Em outro caso, uma bela moça abandona a carreira (prestigiada e bem remunerada) e aceita larga soma de dinheiro para se manter como divertimento de homem abastado que a controlava e a impedia de trabalhar. Devido a depressão reentrante da paciente, a par do uso de medicação, fiz-lhe observação ligeira e educada dizendo que "talvez", a única forma de se reconquistar alguma auto-estima, fosse abandonar a vultuosa soma, ainda que para isso devesse ter que parar de pagar minhas consultas por um tempo, e deixar de fazer o papel de puta de luxo. A paciente sorriu com o ar indiferente, saiu do consultório, e sucumbiu numa letargia depressiva de histeria invejável, instando a família a ligar-me perguntando se a chamara de puta.

Calado e em silêncio, poderia faze-la ver o mesmo 20 anos depois, devidamente pago pelo dinheiro do abastado amante. Técnica ou moralmente, sem com isso procurar fundar uma psicoterapia de púlpito e de duvidável ética inabalável, desconfio que a omissão travestida de silêncio pseudo-justificável só faz com que a terapia se travista de um endosso para um mau uso das relações de norma e valor entre as pessoas. Ou dizendo de maneira crua: a psicoterapia não é uma bálsamos para qualquer dor, mas sobretudo um questionamento agudo sobre a natureza dessa mesma dor.

Moralismo barato ou missão cultural?

Como bem diz Bernard Shaw, apenas batedores de carteira e homens que batem em mulheres agüentam peças de segunda em que se propalam moralismos excessivos. Homens de bem, cumpridores de seus deveres civis e pagadores de seus impostos, diz Shaw, não agüentam segundos um discurso cheio de referências radicais a normas morais, normalmente de gosto dúbio e vezo farisaico.

Concordo e termino dizendo que se há uma gama de comportamentos em que a transgressão é um sintoma, esses merecem o silêncio e a paciência da labuta terapêutica para desmontar-lhes adequadamente a estrutura subjacente.

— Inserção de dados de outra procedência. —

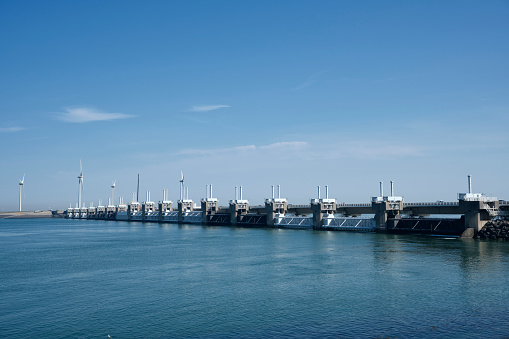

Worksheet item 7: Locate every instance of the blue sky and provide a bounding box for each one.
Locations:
[0,1,509,211]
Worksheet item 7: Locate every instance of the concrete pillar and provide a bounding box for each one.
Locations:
[458,199,499,235]
[371,200,403,232]
[141,202,154,222]
[230,200,249,226]
[201,198,218,225]
[311,199,336,230]
[158,201,172,222]
[178,200,193,224]
[265,199,288,227]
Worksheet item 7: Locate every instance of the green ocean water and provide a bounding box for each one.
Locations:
[0,219,509,338]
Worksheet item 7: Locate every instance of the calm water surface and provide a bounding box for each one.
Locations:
[0,219,509,339]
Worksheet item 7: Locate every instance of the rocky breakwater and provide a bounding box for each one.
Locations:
[477,220,509,240]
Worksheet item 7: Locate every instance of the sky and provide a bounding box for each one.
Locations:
[0,0,509,211]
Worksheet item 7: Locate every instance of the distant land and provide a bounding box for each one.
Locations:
[0,211,52,219]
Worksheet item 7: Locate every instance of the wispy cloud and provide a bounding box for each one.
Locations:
[178,141,308,155]
[57,107,134,123]
[0,126,26,133]
[189,105,231,112]
[290,71,327,92]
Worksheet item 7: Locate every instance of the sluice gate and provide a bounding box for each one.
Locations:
[65,175,509,236]
[386,218,465,236]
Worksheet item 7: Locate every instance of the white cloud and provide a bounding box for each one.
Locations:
[58,107,134,123]
[260,141,308,150]
[178,141,308,155]
[0,126,26,133]
[189,105,231,112]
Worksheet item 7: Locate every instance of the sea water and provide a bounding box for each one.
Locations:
[0,219,509,339]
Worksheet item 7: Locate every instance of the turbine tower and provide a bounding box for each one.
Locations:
[111,180,117,205]
[19,174,25,212]
[180,171,184,201]
[78,159,83,208]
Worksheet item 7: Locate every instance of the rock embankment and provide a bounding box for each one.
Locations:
[477,220,509,240]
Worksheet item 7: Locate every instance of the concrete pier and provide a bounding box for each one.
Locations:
[65,178,509,239]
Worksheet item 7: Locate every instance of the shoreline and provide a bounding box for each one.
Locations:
[0,211,53,219]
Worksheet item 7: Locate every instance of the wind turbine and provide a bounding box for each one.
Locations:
[111,180,117,205]
[180,171,184,201]
[19,174,25,212]
[78,159,83,208]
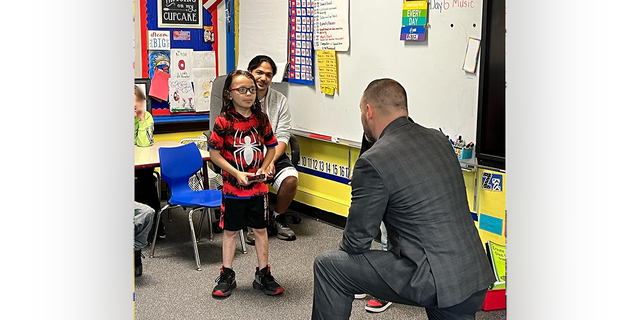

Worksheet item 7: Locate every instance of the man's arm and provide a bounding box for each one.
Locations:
[340,158,389,254]
[275,97,291,148]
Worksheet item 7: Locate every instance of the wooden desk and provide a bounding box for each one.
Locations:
[133,141,211,172]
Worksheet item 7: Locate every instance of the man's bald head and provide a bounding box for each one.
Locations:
[362,79,408,114]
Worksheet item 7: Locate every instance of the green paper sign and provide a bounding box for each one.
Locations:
[487,241,507,286]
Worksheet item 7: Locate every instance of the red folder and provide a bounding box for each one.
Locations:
[149,70,171,101]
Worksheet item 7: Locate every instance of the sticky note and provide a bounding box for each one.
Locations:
[478,213,502,236]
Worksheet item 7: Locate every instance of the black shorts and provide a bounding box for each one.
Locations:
[266,154,298,191]
[220,195,269,231]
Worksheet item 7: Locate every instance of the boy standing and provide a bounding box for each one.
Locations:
[133,85,167,239]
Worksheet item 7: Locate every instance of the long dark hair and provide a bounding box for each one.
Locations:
[220,70,269,134]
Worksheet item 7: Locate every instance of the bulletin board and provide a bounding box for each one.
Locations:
[140,0,220,117]
[270,0,483,142]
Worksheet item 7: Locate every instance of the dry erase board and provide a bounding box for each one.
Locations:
[274,0,482,142]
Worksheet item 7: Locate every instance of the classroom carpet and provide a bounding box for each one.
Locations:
[135,205,506,320]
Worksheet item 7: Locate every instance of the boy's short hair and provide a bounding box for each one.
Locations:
[133,84,147,101]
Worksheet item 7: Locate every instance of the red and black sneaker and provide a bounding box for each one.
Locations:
[364,298,391,312]
[211,266,236,298]
[253,266,284,296]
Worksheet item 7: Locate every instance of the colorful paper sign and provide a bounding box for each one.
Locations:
[482,171,502,191]
[316,50,338,96]
[400,1,428,41]
[149,51,171,80]
[169,77,196,112]
[193,77,214,112]
[173,30,191,41]
[192,51,216,69]
[288,1,314,85]
[202,26,215,43]
[312,0,349,51]
[486,241,507,289]
[400,26,427,41]
[478,213,502,236]
[147,30,171,50]
[171,49,193,79]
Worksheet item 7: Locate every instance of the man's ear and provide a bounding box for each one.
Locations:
[366,103,373,119]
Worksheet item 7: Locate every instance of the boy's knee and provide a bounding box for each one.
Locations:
[224,230,238,237]
[313,250,335,269]
[253,228,267,236]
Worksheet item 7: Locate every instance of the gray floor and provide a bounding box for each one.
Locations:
[135,209,506,320]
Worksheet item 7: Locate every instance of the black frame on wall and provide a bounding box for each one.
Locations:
[476,0,506,170]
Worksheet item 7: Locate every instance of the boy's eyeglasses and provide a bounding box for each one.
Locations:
[229,87,256,94]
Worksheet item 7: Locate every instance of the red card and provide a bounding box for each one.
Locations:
[149,70,171,101]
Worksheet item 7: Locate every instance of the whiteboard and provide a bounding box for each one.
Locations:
[273,0,482,142]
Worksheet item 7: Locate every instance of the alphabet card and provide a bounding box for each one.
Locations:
[171,49,193,79]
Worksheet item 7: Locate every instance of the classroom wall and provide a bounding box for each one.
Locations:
[154,131,506,244]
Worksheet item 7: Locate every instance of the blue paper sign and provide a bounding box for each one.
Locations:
[482,171,502,191]
[478,213,502,236]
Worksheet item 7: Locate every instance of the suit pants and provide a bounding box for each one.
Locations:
[311,250,487,320]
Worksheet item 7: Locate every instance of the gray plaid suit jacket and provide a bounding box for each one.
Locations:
[340,117,495,308]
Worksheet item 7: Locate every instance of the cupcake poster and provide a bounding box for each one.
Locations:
[171,49,193,79]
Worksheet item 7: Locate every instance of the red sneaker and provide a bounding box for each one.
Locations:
[364,298,391,312]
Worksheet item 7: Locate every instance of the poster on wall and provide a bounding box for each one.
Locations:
[312,0,349,51]
[147,30,171,50]
[149,51,171,79]
[288,1,314,85]
[203,26,215,43]
[193,77,215,112]
[173,30,191,41]
[171,49,193,79]
[157,0,202,29]
[193,51,216,68]
[169,78,195,113]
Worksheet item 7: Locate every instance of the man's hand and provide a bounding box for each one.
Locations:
[265,161,276,178]
[234,171,252,186]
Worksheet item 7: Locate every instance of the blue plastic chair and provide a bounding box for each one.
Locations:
[150,143,230,271]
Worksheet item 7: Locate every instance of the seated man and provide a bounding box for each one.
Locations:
[133,201,156,277]
[312,79,495,320]
[209,55,298,241]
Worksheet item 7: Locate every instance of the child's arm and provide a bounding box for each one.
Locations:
[209,149,252,186]
[256,147,276,181]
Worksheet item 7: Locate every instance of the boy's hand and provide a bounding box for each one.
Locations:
[258,162,276,178]
[235,171,253,186]
[255,169,273,182]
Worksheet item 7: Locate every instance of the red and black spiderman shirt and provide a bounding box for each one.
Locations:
[209,110,278,198]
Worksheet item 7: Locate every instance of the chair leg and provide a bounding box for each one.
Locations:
[198,209,206,240]
[240,229,247,254]
[149,204,169,258]
[207,208,213,241]
[189,208,202,271]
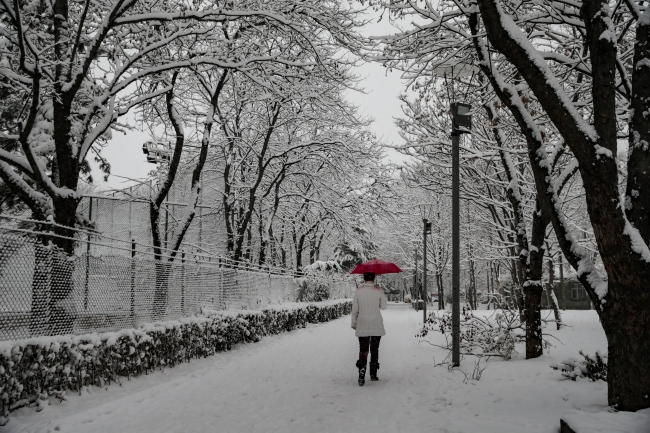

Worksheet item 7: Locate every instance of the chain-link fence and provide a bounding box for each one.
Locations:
[77,193,226,255]
[0,227,355,340]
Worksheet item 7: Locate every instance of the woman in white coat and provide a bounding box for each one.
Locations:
[352,272,388,386]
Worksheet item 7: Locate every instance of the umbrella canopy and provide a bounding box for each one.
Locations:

Porém, quando a transgressão tornou-se hábito coletivo, arraigado na formação das pessoas, então ou bem entendemos que não cabe examinar esse quesito, ou então o silêncio é omissão covarde, utilitária e amoral. Pode não redundar tensões e mesmo rupturas com certas ordens vigentes, mas para isso retira da psicoterapia sua grandiosidade de instrumento de interpretação da cultura individual e coletiva, de seus valores e de suas desvios.

Henrique Schützer Del Nero é médico psiquiatra. Professor-colaborador da Escola Politécnica da Universidade de São Paulo (Laboratório de Sistemas Integráveis - Núcleo de Ciência Cognitiva) é autor de O Sítio da Mente: pensamento, emoção e vontade no cérebro humano.